But you're absolutely right, I should concentrate on form and ROM over heavier weight.. Im dropping back now to big up! :boxing:


----------



## jakal2001 (Dec 18, 2010)

Which One Is Best For Building Your Biceps? Straight Or EZ Bar - Muscleblitz.com

...............interesting...........................


----------



## jordan_ (Mar 5, 2011)

That's interesting jakal. I prefer using the ez bar to the barbell as I find it more comfortable when bicep curling. I find the barbell puts more strain on your shoulders and outer arm. Although after reading this it may make sense to do barbell curls aswell. Hmm


----------



## jakal2001 (Dec 18, 2010)

jordan, you said it, EZ is more comfortable.. i was speaking to a fellow gym goer earlier this week, arms as huge as his legs.. he said same, he wears extra wrist support for bb curls.. yes they put pressure on wrists, but work biceps like no other


----------



## jakal2001 (Dec 18, 2010)

thanks fleg for keepin up with my journal.. ive browsed many peoples Journal just as ive seen yours... i feel silly commenting on a journal whos more advanced than me etc.. i have some knowledge but most of what ive learned from you guys... i can only hope to squat what you guys squat


----------



## Hard Trainer (Apr 29, 2009)

EZ bar = more comfortable


----------



## ronnie cutler (Dec 29, 2009)

more comfortable = better?

wrists can be an issue, so strap them up

hit them bi's from all angles utillising cables, machines, db, ez bar, bb, reverse pullups, close grip, wide grip, standard grip, reverse grip, twisting grip

try them all ... see which ones work for you

oh yeh ... bench, squat and deadlift ... nobody likes to see big bi's on skinny guys


----------



## Hard Trainer (Apr 29, 2009)

ronnie you don't want to be causing injury.
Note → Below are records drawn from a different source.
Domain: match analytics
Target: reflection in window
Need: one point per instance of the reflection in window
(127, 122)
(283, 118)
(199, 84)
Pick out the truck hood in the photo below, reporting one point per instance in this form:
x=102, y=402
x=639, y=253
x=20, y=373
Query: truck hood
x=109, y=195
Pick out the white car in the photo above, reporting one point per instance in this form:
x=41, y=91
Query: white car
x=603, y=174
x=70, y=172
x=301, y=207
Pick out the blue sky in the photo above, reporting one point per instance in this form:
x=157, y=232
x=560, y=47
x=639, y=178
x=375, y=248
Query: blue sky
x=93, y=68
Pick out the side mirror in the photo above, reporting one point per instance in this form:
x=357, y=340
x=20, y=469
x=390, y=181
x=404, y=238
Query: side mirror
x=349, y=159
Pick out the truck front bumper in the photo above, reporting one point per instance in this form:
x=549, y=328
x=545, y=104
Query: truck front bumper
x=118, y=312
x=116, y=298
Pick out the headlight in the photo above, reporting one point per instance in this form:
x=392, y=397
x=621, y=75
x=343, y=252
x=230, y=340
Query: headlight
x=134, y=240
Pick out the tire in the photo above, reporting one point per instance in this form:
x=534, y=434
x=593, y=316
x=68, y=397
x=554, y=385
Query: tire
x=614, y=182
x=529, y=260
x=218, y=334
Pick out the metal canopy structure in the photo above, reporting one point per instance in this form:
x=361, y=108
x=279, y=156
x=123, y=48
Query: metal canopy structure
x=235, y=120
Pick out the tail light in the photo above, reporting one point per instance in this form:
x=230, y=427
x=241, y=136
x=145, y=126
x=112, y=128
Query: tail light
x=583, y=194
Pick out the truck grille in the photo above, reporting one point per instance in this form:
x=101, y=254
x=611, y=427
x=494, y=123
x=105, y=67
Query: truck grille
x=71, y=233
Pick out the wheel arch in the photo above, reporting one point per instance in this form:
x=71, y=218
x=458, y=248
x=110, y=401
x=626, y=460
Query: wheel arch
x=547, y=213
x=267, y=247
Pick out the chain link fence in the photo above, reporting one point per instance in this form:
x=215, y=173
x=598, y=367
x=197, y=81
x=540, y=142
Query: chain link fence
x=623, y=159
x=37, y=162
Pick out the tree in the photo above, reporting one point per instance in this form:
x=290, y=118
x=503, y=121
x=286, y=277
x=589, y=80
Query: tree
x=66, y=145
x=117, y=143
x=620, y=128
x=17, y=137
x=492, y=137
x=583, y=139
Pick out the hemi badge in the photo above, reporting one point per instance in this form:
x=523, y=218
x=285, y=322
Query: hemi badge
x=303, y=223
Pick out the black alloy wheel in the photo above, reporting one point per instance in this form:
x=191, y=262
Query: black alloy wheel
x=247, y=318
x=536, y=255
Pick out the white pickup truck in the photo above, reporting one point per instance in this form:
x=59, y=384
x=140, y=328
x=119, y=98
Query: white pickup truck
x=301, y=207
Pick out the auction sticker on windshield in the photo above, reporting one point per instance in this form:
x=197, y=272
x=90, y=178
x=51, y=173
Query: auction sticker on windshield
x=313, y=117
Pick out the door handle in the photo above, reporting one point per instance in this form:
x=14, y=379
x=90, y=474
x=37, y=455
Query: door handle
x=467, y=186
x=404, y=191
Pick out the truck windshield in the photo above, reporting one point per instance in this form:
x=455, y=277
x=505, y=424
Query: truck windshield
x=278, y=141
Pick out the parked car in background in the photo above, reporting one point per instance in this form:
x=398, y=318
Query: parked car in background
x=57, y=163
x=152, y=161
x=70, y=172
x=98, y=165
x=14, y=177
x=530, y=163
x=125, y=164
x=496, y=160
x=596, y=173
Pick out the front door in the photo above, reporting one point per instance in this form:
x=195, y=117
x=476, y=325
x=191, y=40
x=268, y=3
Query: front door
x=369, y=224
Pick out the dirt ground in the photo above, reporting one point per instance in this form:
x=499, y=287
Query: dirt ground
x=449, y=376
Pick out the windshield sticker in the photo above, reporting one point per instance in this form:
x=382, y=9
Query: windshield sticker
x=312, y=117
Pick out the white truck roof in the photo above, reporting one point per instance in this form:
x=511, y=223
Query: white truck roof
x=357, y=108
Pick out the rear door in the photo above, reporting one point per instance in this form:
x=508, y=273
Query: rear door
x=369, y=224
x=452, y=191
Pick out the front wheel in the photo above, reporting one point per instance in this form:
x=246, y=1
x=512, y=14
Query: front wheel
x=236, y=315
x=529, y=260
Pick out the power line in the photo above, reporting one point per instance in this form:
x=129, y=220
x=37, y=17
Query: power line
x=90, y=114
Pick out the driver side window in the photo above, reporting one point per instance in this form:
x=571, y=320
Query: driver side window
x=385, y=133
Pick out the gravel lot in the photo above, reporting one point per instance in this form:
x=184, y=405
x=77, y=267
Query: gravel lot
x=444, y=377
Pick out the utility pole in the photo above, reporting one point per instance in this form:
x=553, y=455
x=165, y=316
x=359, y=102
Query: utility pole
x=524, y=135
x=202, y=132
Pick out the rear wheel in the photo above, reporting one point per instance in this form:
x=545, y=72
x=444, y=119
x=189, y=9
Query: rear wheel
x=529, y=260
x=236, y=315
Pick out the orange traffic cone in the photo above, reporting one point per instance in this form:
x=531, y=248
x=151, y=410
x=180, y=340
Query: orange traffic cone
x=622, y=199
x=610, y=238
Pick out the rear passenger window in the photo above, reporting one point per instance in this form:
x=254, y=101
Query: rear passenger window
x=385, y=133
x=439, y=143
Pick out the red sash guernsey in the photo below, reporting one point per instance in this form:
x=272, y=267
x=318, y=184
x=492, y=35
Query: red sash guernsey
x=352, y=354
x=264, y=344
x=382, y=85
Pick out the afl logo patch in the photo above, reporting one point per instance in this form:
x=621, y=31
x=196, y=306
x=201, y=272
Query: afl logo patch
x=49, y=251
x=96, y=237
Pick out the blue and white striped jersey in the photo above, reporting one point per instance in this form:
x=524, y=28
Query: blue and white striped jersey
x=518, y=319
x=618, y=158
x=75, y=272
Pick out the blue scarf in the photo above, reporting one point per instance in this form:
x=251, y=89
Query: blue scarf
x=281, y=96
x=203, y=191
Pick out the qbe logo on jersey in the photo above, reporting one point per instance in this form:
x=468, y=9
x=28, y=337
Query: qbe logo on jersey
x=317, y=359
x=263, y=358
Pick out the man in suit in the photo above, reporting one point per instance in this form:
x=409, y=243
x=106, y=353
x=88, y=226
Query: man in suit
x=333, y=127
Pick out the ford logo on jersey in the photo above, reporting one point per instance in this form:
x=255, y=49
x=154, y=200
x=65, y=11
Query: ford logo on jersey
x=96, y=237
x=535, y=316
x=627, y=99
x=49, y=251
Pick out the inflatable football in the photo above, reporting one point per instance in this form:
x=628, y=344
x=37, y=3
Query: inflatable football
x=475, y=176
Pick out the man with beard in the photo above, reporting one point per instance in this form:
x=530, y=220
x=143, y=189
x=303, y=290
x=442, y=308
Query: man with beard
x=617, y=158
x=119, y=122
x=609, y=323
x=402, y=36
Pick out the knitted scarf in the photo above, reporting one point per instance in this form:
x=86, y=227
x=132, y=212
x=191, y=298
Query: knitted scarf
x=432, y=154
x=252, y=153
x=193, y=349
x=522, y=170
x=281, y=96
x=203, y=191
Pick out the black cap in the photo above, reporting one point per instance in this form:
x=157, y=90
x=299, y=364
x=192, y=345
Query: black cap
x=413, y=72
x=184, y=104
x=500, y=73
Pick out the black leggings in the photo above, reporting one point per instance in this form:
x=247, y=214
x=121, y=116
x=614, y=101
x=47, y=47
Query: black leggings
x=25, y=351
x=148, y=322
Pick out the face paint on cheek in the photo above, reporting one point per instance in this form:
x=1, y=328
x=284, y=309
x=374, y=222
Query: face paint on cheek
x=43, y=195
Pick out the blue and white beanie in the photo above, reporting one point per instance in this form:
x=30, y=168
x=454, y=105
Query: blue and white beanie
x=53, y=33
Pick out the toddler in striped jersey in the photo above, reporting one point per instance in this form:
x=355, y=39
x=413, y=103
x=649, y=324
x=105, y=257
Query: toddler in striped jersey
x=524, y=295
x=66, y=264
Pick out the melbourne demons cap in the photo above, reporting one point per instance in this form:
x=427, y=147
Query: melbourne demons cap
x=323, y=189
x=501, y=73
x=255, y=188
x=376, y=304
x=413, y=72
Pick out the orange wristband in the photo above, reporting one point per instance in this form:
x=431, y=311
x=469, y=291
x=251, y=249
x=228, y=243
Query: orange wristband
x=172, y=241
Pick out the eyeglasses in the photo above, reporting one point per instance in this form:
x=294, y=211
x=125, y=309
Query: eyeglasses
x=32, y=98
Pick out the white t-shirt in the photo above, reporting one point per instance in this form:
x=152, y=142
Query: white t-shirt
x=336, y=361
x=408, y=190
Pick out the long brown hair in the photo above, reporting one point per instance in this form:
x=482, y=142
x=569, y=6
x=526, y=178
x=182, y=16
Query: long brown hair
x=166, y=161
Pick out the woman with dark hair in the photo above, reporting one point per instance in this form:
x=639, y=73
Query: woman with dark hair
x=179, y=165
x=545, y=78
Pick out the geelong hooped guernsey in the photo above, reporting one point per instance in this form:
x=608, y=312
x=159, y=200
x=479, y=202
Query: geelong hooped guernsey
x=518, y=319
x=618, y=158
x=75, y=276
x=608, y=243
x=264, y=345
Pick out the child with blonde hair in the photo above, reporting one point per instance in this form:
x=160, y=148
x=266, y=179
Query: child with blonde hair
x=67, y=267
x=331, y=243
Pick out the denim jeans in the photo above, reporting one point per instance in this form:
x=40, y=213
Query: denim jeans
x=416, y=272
I agree , hit bi's from all angles and it is good to mix up the exercises I just avoid barbell curl for biceps.


----------



## ronnie cutler (Dec 29, 2009)

Totally agree about not causing injury

Have you actually injured your wrists by doing BB curls?

Were you not able to train for several weeks thereafter?

Or did your wrists just feel a little sore been used in a slightly unnatural fashion?

Most moves in the gym will feel uncomfortable when first performed

But the discomfort should not make us immediately assume it will lead to injury

Don't do it until you're injured, but all the same don't never do it again because it was uncomfortable?


----------



## Hard Trainer (Apr 29, 2009)

Well it just hurt doing the workout. Didn't feel it on the biceps either. Waste of time IMO


----------